1. Here's a project I did, where I had to conduct an econometric analysis to identify demographic, political, or economic factors impacting respondents’ ratings of assessments on the agenda setting influence scale of 0-5. The project involved significant raw data manipulation prior to empirical analysis. The policy document and code is provided below.
Policy document: click here
Preliminary hypothesis testing - manual construction:
STATA code
*Main data file imported from CSV file to Stata
use "C:\Users\Sankalp\Dropbox\Job Applications\March 2016\William and Mary\data\data1.dta", clear
set more off
*Dropping empty ID numbers
drop if countryid == ""
*Method 1: Testing hypothesis only considering the respondents.

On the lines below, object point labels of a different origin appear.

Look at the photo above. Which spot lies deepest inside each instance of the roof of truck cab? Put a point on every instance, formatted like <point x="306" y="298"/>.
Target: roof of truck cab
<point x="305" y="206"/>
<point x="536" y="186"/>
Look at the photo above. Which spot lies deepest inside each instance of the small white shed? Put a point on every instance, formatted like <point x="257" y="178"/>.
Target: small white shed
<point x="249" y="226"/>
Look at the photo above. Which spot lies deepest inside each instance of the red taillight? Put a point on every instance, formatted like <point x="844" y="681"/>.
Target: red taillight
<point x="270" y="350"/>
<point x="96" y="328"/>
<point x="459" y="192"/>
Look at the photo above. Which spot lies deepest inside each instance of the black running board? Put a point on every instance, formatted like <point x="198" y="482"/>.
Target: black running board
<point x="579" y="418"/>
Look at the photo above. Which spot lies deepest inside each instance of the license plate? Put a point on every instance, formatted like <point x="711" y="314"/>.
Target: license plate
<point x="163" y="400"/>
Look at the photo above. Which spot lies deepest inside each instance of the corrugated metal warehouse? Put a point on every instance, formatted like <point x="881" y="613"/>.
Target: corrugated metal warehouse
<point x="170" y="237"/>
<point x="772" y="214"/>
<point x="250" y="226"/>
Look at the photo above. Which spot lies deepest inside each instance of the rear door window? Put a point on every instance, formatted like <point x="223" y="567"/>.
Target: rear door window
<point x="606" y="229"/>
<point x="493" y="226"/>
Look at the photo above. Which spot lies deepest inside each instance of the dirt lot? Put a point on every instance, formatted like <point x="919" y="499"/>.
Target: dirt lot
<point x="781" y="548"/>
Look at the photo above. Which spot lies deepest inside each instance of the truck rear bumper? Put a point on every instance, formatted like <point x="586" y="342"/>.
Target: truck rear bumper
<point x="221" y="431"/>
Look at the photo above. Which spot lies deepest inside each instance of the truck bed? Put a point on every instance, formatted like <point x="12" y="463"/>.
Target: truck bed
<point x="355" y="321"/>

*Create For loop to test all 103 questions simultaenously.
foreach x of var q31_* {
egen mean_`x'=mean(`x')
egen sd_`x'=sd(`x')
egen count_`x'=count(`x')
gen zstat_`x'=(mean_`x'-2.5)/(sd_`x'/sqrt(count_`x'))
}
*Loop to check those questions, which fail to reject the null hypothesis to determine
foreach x of var zstat_q31_*{
gen sig_`x'="fail-to-reject" if `x' > -1.645
}
*Method 2: Incorporating non-response weights
*For Loop for weighted sum:
foreach x of var q31_* {
*Multiply weights with respondents
gen w_`x'= `x'*(non_res_w_2)
*Find sum of weighted respondents
egen w_sum_`x'= sum(w_`x')
*Separate the weights for each separate j
gen nrs_`x'=.
replace nrs_`x' = (non_res_w_2) if w_`x'!=.

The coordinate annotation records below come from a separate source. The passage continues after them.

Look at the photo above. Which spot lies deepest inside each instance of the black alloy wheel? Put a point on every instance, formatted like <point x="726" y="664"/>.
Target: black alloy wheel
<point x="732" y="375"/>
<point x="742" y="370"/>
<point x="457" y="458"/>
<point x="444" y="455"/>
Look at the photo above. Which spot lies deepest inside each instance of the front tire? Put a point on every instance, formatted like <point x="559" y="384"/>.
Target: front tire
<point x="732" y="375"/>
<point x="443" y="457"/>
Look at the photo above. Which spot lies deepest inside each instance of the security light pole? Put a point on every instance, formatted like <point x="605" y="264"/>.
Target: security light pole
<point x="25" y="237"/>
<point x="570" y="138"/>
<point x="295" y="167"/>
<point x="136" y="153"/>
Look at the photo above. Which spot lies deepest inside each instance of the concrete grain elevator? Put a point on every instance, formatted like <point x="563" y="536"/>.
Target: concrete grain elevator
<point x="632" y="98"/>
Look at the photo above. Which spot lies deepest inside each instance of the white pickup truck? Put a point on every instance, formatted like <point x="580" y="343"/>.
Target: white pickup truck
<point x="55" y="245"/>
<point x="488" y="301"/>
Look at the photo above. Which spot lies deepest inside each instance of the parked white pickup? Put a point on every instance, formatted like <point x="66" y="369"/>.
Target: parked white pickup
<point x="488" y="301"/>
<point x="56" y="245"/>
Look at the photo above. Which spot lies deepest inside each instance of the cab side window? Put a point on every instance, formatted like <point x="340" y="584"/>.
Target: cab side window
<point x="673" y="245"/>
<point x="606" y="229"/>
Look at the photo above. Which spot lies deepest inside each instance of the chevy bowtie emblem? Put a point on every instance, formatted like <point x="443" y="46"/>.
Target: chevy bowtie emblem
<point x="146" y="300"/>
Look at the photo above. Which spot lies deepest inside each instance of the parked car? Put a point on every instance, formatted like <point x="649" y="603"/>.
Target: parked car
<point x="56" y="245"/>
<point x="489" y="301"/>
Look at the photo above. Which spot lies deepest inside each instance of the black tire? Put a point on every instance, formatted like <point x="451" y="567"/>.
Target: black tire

*Find the observations in each assessment
*Sum the weights, which is the denominator
egen s_nrs_`x' = sum(nrs_`x')
*Find weighted mean
gen w_mean_`x'=w_sum_`x'/ s_nrs_`x'
*Find b
gen b_n_`x'= (s_nrs_`x')^2
egen b_d_`x'=sum((nrs_`x')^2)
gen wn_`x'=b_n_`x'/b_d_`x'
*Find standard error
gen w_num_var_`x'=(nrs_`x'*(`x'-w_mean_`x')^2)
egen w_n2_var_`x'= sum(w_num_var_`x')
gen w_sde_`x'= sqrt(w_n2_var_`x'/(s_nrs_`x'-1))

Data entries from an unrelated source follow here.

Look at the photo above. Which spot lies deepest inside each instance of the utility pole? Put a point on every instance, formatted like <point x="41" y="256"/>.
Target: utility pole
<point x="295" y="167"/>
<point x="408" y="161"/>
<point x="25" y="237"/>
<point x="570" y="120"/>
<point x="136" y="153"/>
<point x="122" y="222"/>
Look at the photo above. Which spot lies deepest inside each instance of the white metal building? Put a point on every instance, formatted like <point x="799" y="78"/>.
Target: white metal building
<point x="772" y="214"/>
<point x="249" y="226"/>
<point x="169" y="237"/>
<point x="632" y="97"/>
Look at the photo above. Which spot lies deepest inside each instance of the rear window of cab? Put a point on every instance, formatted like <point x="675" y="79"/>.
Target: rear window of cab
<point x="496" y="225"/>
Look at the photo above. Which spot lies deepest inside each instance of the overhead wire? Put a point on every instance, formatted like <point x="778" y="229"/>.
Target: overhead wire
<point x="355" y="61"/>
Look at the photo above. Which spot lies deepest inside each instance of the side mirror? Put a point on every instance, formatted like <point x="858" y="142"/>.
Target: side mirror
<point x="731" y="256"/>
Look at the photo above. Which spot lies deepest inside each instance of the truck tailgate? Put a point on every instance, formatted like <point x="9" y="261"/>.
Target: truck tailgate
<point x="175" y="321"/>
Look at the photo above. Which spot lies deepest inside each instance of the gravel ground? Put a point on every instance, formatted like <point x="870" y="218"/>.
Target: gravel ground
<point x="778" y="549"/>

gen w_zstat_`x'=(w_mean_`x'-2.5)/(w_sde_`x'/sqrt(s_nrs_`x'))
}
*Loop to check those questions, which fail to reject the null hypothesis to determine
foreach x of var w_zstat_q31_*{
gen w_sig_`x'="fail-to-reject" if `x' > -1.645
}
*******************************************************************************
*Question 3:
*De-string Country ID
encode wbg_region, gen(wbgr)
*Combined mean of Q31 assessments for all IDs: (without item non-response weights)
egen q31mean = rowmean(q31_*)
*Generated weighted mean by each region
gen wght = (non_res_w_2)
gen w_t_i = wght*q31mean
bysort wbgr: egen w_sum = sum(w_t_i)
bysort wbgr: egen w_sum_nrs= sum(wght)
gen w_mean_r = w_sum/w_sum_nrs
*Find standard error
gen w_r_num_var=(wght*(q31mean-w_mean_r)^2)
bysort wbgr: egen w_r_n2_var=sum(w_r_num_var)
gen w_r_sde= sqrt(w_r_n2_var/(w_sum_nrs-1))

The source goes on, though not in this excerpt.